Kamiwaza is integrated directly with the Hugging Face Hub, allowing you to access a vast collection of open-source models. Models are identified by their Hugging Face repository ID, such as meta-llama/Llama-3.3-70B-Instruct.

Choosing the Right Model

Selecting the right model and configuration is crucial for achieving optimal performance and efficiency. The Kamiwaza platform automatically selects the best serving engine for your hardware and model type, but understanding the options will help you make informed decisions.

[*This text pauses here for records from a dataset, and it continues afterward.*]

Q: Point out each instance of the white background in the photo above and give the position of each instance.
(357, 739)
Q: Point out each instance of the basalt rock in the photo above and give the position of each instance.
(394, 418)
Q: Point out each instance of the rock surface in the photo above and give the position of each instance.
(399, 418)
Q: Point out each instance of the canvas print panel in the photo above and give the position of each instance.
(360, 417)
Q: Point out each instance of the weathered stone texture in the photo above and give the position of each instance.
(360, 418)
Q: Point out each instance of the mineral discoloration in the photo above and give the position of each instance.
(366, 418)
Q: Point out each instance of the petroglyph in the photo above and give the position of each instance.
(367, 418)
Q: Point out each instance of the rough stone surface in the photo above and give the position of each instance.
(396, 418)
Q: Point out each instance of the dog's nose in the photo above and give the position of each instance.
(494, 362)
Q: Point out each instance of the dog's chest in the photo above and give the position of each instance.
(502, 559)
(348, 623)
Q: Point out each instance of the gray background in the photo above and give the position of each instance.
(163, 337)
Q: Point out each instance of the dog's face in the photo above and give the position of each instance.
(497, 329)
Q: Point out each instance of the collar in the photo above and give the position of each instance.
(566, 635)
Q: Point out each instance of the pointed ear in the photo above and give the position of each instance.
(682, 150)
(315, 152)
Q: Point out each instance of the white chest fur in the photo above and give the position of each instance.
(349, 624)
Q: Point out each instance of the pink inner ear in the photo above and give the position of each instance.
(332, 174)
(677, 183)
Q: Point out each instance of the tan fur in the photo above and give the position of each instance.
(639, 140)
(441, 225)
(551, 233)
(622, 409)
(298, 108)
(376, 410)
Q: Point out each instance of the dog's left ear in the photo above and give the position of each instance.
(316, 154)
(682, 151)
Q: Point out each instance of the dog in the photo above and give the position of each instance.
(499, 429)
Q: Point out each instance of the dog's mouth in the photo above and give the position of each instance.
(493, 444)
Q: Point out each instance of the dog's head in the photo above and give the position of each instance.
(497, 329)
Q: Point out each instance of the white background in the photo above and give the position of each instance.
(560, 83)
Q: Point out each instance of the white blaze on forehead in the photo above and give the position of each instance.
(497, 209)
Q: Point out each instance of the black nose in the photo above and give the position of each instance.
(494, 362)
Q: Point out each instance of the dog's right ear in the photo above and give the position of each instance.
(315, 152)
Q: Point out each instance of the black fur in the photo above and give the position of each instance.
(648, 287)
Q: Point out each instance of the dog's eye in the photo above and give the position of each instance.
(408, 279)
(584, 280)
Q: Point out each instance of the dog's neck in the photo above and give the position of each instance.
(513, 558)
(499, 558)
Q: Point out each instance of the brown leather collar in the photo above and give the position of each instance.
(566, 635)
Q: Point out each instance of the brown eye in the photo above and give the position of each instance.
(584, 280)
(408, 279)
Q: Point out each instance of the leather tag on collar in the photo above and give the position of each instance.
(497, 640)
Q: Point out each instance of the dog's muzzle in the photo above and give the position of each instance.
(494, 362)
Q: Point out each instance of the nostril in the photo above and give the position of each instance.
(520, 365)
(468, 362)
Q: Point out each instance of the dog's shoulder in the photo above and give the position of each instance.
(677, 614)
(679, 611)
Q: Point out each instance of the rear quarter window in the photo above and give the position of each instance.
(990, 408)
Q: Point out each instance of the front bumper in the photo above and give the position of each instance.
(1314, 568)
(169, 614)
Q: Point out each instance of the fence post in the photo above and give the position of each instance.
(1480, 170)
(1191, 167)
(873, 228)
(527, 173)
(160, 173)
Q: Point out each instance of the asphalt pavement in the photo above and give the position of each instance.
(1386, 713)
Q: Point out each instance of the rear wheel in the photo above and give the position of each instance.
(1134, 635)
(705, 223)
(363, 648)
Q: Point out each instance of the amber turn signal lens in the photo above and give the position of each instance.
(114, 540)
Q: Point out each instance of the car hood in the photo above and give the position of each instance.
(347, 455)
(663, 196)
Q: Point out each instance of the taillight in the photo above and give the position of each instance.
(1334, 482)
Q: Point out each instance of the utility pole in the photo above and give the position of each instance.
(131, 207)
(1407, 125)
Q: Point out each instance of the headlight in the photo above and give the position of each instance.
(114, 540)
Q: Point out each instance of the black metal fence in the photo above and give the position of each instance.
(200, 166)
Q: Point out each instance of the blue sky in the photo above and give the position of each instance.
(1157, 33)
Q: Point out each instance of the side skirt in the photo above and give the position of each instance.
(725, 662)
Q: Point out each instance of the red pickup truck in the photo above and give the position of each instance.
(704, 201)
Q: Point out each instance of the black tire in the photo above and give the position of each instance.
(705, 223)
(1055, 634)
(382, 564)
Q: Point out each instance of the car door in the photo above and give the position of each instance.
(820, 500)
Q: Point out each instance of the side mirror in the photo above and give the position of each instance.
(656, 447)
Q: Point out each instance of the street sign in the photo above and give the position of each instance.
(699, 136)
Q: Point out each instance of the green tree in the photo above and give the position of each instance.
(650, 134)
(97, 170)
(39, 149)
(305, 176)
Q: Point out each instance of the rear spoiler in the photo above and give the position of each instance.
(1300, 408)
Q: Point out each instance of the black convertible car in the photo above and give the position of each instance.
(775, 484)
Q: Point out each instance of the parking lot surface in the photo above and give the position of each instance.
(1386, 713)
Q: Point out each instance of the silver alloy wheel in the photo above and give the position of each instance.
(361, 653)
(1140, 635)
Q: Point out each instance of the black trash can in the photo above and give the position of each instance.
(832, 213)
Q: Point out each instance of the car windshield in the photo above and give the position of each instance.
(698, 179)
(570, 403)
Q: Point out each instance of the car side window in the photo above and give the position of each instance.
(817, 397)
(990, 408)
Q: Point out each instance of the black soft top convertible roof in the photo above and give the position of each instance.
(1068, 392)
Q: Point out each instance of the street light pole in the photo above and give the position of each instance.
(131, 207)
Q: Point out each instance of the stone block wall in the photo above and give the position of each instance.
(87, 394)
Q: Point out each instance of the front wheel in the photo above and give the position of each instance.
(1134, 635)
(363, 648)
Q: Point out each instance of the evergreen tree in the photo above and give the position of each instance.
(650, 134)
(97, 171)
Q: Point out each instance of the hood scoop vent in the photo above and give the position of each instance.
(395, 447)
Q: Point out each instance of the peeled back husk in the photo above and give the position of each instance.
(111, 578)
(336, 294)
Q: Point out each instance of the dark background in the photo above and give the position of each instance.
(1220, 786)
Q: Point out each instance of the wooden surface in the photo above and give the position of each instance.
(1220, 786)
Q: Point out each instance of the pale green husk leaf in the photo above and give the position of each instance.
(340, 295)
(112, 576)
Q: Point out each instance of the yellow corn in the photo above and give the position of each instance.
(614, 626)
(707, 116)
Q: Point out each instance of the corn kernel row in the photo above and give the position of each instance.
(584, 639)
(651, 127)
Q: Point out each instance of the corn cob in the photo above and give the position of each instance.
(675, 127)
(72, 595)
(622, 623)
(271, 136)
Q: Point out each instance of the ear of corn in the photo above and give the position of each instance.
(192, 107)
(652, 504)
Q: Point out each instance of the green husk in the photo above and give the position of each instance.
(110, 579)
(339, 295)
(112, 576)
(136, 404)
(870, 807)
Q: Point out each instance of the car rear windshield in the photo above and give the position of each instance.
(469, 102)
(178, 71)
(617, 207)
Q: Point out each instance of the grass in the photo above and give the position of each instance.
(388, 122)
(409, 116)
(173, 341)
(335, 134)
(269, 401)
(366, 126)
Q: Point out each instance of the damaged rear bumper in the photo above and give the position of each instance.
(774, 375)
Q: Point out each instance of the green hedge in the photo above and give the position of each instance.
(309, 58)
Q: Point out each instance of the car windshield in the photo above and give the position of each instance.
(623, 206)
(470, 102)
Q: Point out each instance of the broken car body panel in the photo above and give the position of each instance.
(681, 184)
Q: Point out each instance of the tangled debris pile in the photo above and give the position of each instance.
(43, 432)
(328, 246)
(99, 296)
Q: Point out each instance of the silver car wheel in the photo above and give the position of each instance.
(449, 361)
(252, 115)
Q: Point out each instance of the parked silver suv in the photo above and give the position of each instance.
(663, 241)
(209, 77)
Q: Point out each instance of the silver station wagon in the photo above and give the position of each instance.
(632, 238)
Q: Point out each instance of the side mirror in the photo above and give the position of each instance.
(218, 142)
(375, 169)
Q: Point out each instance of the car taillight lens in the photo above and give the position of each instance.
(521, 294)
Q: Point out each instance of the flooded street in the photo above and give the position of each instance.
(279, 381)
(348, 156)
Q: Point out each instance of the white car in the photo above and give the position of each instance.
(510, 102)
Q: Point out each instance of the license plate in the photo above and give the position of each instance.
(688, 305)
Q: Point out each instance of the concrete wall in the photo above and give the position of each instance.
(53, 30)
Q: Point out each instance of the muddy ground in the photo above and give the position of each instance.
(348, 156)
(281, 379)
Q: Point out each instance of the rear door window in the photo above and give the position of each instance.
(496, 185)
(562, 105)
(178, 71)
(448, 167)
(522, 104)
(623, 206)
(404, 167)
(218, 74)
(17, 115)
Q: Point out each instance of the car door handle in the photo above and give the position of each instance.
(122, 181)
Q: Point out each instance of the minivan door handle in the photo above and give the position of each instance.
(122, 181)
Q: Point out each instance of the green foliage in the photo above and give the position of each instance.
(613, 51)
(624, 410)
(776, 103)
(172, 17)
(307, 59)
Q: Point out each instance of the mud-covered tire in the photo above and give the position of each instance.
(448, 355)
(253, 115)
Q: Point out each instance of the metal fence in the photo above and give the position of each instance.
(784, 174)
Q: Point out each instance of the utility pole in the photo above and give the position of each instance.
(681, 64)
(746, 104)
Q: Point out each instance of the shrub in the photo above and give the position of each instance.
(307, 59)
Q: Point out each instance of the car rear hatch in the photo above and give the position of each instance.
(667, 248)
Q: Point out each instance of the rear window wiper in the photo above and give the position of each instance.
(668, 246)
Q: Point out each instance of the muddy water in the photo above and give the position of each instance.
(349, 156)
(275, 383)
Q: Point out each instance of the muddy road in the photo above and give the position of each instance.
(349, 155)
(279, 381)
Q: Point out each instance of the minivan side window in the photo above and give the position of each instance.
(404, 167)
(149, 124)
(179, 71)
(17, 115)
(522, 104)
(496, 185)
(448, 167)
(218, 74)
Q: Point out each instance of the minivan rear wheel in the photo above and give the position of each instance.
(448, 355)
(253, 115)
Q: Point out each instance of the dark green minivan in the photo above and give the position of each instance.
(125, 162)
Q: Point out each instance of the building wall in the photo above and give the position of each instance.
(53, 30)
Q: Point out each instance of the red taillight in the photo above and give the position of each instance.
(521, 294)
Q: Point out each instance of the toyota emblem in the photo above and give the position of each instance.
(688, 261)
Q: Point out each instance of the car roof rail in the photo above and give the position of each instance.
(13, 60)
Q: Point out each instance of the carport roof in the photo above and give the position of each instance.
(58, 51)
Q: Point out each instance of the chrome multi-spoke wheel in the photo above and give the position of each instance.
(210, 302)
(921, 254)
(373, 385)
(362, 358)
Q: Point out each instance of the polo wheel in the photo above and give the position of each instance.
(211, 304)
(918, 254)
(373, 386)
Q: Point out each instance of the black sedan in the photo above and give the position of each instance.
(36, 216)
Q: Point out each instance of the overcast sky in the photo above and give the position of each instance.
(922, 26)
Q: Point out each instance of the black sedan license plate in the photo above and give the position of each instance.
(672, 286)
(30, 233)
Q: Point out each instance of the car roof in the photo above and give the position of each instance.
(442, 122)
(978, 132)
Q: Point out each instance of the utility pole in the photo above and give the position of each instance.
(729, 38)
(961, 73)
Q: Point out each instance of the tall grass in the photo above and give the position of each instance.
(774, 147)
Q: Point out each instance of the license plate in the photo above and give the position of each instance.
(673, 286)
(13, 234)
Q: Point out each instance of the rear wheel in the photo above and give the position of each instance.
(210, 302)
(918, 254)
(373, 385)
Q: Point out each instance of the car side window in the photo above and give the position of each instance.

Model Formats and Engine Compatibility

Kamiwaza supports several model formats, each best suited for different serving engines and hardware configurations:

  • GGUF: These models are highly optimized for CPU inference and are the standard for the llama.cpp engine. They are ideal for running on consumer hardware, including laptops with Apple Silicon, and support various quantization levels to reduce memory requirements.
  • Safetensors: This is a safe and fast format for storing and loading tensors. On macOS with Apple Silicon, .safetensors models are best served by the MLX engine to take full advantage of the GPU. On Linux with NVIDIA, AMD and other supported GPUs or accelerators (for example, Intel Gaudi 3), they are typically served with vLLM.
  • Other formats (PyTorch, etc.): General-purpose models are typically served using vLLM on servers equipped with NVIDIA or AMD GPUs.

Model Serving Engines

Kamiwaza intelligently routes model deployment requests to the most appropriate serving engine. Here are the primary engines available in the platform:

vLLM Engine

  • Purpose: Designed for high-throughput, low-latency LLM serving on powerful GPUs.
  • Best For: Production environments with dedicated accelerators, such as NVIDIA, Intel Gaudi HPUs, or AMD GPUs.
  • Key Features:
    • PagedAttention: An advanced attention algorithm that dramatically reduces memory waste.
    • Continuous Batching: Batches incoming requests on the fly for better GPU utilization.
    • Tensor Parallelism: Distributes large models across multiple GPUs.

llama.cpp Engine

  • Purpose: Optimized for efficient CPU-based inference and a popular choice for running models on consumer hardware.
  • Best For:
    • Running models on machines without a dedicated high-end GPU.
    • Local development on both Intel-based and Apple Silicon Macs.
  • Key Features:
    • GGUF Format: Uses GGUF format which supports various levels of quantization for memory efficiency.
    • Cross-Platform: Runs on Linux, macOS, and Windows.
    • Metal Acceleration: On macOS, uses the Apple Silicon GPU for acceleration.

MLX Engine

  • Purpose: Specifically built to take full advantage of Apple Silicon (M series) chips.
  • Best For: High-performance inference on modern Mac computers.
  • Key Features:
    • Unified Memory: Leverages the unified memory architecture of Apple Silicon for efficient data handling.
    • Native Process: Runs as a native macOS process, not in a container, for direct hardware access.
    • Vision-Language Models: Supports multi-modal models.

Ampere llama.cpp Engine

  • Purpose: A specialized variant of llama.cpp optimized for Ampere arm-based CPU architectures.
  • Best For: Running GGUF models on Ampere CPUs, such as the AmpereOne M servers.